Het schrijven van deze blog verhalen vindt ik leuk om te doen. Het is ook een soort dagboek want veel kan ik terug kijken. Ik probeer ook altijd positief te schrijven en vooral geen personen te kwetsen.
Soms ben ik het niet eens met de gang van zaken zoals de lossing van Arlon en vooral het feit dat ons afdelingsbestuur hier niet op gereageerd heeft. Is het de arrogantie naar de leden toe of wellicht een misrekening? Ik weet het niet maar fraai is anders. Daarna dacht ik slim te zijn om even naar het vluchtverslag te gaan kijken bij de uitslagen op de afdelingsite onder info. Wat blijkt die worden al maanden niet meer toegevoegd. Ik was altijd behoorlijk positief gestemd over ons afdelingbestuur maar dat heeft nu een beste deuk opgelopen.

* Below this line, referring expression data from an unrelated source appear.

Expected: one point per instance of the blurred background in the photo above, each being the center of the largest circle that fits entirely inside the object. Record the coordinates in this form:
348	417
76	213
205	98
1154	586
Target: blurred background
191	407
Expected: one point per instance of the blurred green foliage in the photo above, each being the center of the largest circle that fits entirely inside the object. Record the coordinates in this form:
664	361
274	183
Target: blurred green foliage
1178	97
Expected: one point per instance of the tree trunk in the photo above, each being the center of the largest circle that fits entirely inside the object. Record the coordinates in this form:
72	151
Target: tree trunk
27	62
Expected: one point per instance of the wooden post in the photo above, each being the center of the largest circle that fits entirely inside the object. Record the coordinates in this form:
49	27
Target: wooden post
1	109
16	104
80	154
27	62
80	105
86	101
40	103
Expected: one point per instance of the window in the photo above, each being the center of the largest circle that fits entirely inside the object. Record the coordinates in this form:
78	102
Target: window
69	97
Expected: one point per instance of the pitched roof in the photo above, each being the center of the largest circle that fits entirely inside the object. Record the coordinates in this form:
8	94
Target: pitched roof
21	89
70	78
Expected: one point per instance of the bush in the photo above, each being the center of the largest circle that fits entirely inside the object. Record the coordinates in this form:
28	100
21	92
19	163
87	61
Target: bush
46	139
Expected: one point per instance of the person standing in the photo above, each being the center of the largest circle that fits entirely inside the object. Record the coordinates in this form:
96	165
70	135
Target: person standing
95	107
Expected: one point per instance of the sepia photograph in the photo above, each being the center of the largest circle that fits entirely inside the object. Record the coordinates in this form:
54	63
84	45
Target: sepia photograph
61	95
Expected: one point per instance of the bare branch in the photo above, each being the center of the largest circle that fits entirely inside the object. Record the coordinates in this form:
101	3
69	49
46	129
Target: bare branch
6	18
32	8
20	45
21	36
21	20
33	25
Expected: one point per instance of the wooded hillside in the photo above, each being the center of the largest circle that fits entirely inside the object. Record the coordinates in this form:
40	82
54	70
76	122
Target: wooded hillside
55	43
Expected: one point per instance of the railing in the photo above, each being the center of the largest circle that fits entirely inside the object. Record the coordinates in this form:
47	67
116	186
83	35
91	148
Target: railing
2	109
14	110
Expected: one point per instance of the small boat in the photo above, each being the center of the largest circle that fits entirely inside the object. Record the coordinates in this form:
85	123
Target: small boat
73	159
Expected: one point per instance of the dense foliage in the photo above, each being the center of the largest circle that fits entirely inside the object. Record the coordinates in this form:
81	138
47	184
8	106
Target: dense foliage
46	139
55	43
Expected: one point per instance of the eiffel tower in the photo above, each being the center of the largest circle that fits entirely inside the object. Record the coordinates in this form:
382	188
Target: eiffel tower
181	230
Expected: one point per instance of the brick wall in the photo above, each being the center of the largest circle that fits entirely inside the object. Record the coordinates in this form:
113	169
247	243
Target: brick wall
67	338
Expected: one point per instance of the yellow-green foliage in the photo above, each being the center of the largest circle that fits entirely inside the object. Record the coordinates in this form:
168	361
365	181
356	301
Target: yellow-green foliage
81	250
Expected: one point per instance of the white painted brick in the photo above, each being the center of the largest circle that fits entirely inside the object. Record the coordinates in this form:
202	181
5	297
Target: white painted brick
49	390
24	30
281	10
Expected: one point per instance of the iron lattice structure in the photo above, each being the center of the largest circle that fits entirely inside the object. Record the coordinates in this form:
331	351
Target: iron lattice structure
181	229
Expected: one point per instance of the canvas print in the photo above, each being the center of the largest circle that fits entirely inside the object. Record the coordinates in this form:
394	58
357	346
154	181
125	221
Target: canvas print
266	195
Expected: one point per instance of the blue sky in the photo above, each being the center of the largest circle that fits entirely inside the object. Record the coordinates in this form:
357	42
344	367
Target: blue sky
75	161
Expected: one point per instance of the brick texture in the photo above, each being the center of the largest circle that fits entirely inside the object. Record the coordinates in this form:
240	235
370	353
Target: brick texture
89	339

Nu woon ik in Hengelo en ben lid van postduivenvereniging de Luchtreizigers. Een hele leuke en vooral sterke vereniging. Soms wil ik graag wat meer doen voor de vereniging maar een eerdere burnout zorgt ervoor dat ik niet teveel kan aanpakken. Mijn eigen duiven verzorgen is soms al teveel.
Wat ik wel blijf doen is genieten van de aankomsten van onze duiven, samen met Dini, Sabine, Maurice, Jan en Greetje die mij enorm helpen en steunen. Samen hebben we het ook altijd heel gezellig en daar draait het toch ook om.